For most women, life seems like an endless cycle of commitments and unforgiving deadlines that we race to meet. At the end of any given day (or week) we find ourselves depleted despite our best intentions to give more. Wrangling our families or friends around the table for a shared meal becomes a logistical feat. Gathering with those beyond our four walls is a pleasant pipe dream. In The Turquoise Table, Kristin Schell shares her journey of creating connection in her community. As she sought the Lord’s leading, Romans 12:13 replayed in her head: “Take every opportunity to open your life and home to others.” She pleaded with God to show her how to open her life to love her neighbors.

It was then that God showed her the example of Ludmilla, an elderly widow living in Prague. “She’s survived two totalitarian regimes and lives in the heart of the most atheistic country in Europe. Yet she placed a small bronze plaque on the outside of her tiny brownstone apartment that reads ‘Embassy of the Kingdom of Heaven.’ Every day Ludmilla opens her home to friends and strangers who need to talk…Sometimes she offers them something small, nothing overdone or extravagant. Tea. A cookie from a tin. A warm, simple gesture of welcome to her table. In a way that is quiet and genuine, Ludmilla listens and prays, and in doing so communicates that her guests matter. At her table they belong…Fully present, Ludmilla serves more than just cookies and tea. She offers her heart.”

After learning of Ludmilla’s ministry, Kristin Schell recognized that she, like many of us, had confused entertainment with hospitality. One requires a perfectly cleaned house, manicured lawn and prepared meal. The other requires only our presence. And so what would eventually become an international movement was born. By simply painting a picnic table a bright color and placing it in her front yard near the street, Kristin was present. She met neighbors passing by. Women began to gather to process their days. Kids played. Grief and celebration were shared. Community was built. Before long, others began placing a turquoise table in their yards, and so on and so on. It’s about inviting people to show up with their brokenness and providing a safe space in which to be. In quoting John O’Donohue from To Bless the Space Between Us, a blessing for the turquoise table is adopted: “May you have the eyes to see that no visitor arrives without a gift and no guest leaves without a blessing.”

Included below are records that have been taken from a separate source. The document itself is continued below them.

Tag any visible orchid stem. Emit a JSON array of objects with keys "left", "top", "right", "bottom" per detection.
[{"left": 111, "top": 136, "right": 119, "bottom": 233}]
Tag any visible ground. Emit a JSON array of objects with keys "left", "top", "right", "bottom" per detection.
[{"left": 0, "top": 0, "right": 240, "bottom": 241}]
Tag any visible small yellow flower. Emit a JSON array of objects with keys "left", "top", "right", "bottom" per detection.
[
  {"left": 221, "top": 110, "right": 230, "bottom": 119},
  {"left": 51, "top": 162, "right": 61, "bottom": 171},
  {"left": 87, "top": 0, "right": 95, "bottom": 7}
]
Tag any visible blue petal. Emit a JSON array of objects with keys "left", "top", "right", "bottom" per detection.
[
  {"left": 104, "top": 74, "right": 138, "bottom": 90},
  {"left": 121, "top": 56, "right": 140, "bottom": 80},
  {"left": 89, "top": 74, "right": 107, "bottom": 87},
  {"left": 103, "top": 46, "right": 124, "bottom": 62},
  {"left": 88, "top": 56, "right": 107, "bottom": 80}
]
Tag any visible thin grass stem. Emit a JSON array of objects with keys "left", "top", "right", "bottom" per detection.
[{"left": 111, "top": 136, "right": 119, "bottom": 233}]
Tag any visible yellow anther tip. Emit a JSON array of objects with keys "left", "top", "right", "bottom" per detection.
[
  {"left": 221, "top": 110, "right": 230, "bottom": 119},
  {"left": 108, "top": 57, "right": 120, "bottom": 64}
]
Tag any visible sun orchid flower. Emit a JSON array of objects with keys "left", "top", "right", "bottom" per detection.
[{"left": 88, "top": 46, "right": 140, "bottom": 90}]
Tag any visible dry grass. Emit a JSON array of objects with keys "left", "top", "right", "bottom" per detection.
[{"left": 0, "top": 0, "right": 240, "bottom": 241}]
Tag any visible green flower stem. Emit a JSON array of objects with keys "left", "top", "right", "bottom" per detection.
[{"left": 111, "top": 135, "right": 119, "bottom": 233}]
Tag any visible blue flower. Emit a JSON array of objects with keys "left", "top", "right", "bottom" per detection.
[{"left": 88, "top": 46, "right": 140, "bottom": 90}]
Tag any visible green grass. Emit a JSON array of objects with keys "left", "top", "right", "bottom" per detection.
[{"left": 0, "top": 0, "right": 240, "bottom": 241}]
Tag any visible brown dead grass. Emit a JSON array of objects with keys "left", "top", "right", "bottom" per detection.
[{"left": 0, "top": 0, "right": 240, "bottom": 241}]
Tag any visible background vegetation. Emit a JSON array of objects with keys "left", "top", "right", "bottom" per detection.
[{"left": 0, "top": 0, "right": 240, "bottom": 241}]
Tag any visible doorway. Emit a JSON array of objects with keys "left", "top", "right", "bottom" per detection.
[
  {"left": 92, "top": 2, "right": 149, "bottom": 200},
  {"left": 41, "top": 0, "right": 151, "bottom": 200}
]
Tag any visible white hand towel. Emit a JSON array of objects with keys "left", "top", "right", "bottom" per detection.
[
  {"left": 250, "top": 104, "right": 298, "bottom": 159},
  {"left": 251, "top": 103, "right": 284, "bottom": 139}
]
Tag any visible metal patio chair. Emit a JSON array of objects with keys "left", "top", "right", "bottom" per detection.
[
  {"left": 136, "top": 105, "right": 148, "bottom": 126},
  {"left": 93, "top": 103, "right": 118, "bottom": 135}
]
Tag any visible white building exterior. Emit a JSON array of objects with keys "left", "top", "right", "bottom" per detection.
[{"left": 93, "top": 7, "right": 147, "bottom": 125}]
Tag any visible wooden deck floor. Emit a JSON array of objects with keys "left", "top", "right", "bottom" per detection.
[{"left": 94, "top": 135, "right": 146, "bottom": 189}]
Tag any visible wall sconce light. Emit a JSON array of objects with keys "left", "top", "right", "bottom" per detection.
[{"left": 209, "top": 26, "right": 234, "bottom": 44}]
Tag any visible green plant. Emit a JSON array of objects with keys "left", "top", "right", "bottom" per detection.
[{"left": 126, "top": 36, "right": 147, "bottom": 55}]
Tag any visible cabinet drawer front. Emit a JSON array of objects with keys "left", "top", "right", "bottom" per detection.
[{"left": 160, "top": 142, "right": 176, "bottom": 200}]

In addition to wisdom on the true meaning of hospitality, this book includes delicious recipes that have been shared at her table, and checklists to assist readers in beginning their own ministry of connection. If you’ve ever stressed about hosting a gathering, this book is for you. It will revolutionize your concept of how to truly honor your guests: Forget the stress of a thousand details screaming for perfection and simply be present. It doesn’t require a picnic table painted turquoise. A chair for you and your yet to be identified guest is sufficient. Along with a heart to be present, listen and pray.